Prototyping in progress!
I’ve always wanted to teach. One of my favorite memories from my youth is that of teaching art classes to kids in 5th grade as part of my senior studio class in high school. I like the planning that goes into a good lesson, and the unplanned opportunities to connect with students as they learn something new. I know it’s a mild case of over-simplifying the demands on a full-time teacher given that I’ve only spent a day or two here and there teaching anything to anyone. But still, those rare occasions gave me more joy than two decades in IT.

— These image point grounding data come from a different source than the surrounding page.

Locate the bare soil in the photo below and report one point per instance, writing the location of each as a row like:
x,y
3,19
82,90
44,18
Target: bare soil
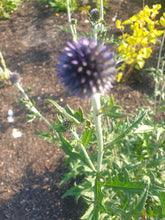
x,y
30,168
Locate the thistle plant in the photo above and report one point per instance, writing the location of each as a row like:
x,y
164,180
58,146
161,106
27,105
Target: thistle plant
x,y
124,173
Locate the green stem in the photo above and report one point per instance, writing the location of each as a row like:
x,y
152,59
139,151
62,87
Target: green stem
x,y
101,10
97,120
157,69
31,106
72,27
84,151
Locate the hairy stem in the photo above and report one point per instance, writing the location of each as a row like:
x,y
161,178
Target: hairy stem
x,y
97,120
31,106
84,152
72,26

Recently I took a turn teaching engineering to a group of students at my local homeschool co-op. It was the second of two classes I taught this semester: the first lesson was based on circuit design using the wonderful and inspiring materials from Chibitronics. The creative folks behind Chibitronics have merged technology with art, and have been around since the maker wave began earlier this decade. It’s cool stuff, and if you’ve got kids, you should look into their kits and create something amazing.

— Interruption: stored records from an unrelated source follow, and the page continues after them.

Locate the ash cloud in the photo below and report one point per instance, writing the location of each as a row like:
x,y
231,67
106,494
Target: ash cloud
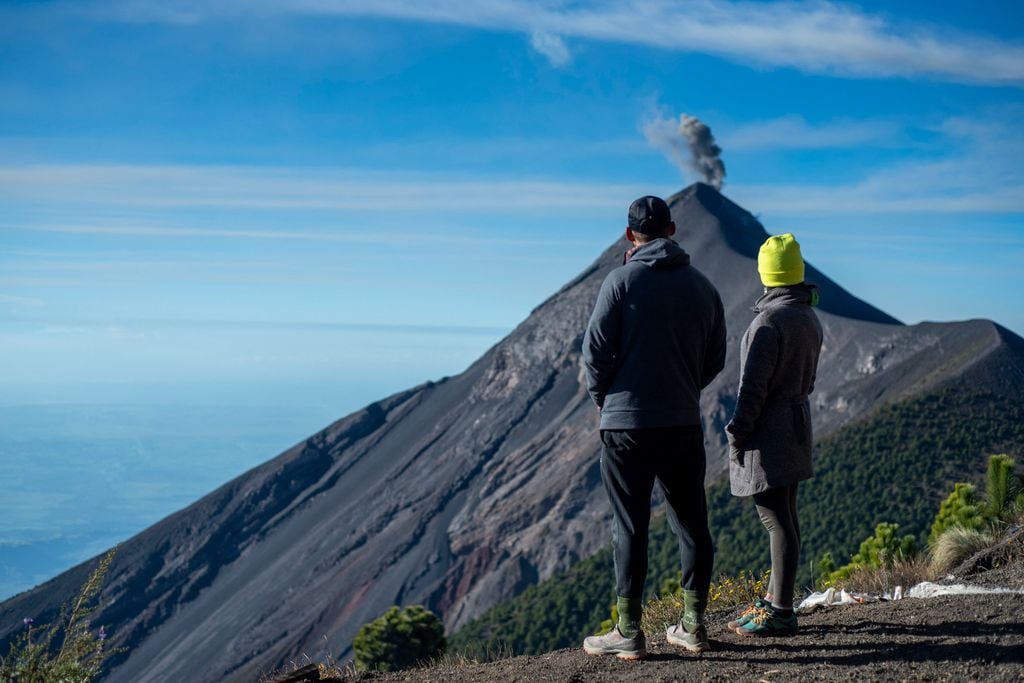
x,y
690,144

The second class was something different. I spent some time reading a lesson plan from Stanford d.school on the concept of a “bias to action.” You can read the whole lesson plan here. A summary of the lesson: the class forms groups of a few students each and use dry spaghetti and marshmallows to construct a tower. (In the lesson plan, they also include a length of tape and string, but I skipped that part to simplify the work.) Before anyone gets started, you talk briefly about a few important concepts: prototyping, failing fast, iteration, and the bias to action.

Prototyping

Prototyping is something that we don’t consider often in the infrastructure ops field, but the movement towards Infrastructure as Code promises to change that. We should build prototypes of scripts to deploy systems, of templates used to build applications, and of patterns to support web scale products. And we should hope that the prototypes fail, which leads us to the next concept: failing fast.

Failing Fast

Failing fast means you learn as soon as possible whether your proposed solution is going to work out or not. If your tower prototype collapses before your second floor is built, then you know that your foundation needs more work. You’d much rather the tower fall with two floors than ten. You prototype, fail fast to learn what didn’t work, and iterate.

Iteration

To iterate means to try again, but with the knowledge of your previous attempts (failures). Each iteration should be an improvement on your previous design. And the process repeats until you’ve developed a good solution (or in this case, a towering construction of carbohydrates). The improvement can be subtle; you're not going for a 1.0 to 2.0 release. You're looking for a 1.01a.

Bias to Action

So what’s the bias to action? That was the only bit that was new to me, too. And now that I’ve learned what it is, I find myself applying it to work ALL. THE. TIME. (Sorry co-workers, and get used to it.)

A bias to action is the tendency of an individual or group to try doing something instead of over-thinking or over-planning. It’s not a license to be reckless; it’s an approach designed to acquire empirical data quickly for the purposes of iterating on your design. An extreme counter-example would be to spend a year planning on building a 100-story tower, and then watching it fall when you build that second floor. You’ve just invested a year’s worth of time on a design that, had you prototyped it early on, would have failed fast and provided feedback for your iteration.

In other words, it's a "let's try it and see what happens" approach.


So now I’ve got a phrase to describe how we should all approach our work. Through prototyping, failing fast, iterating, and a bias to action, we can modernize any infrastructure operation.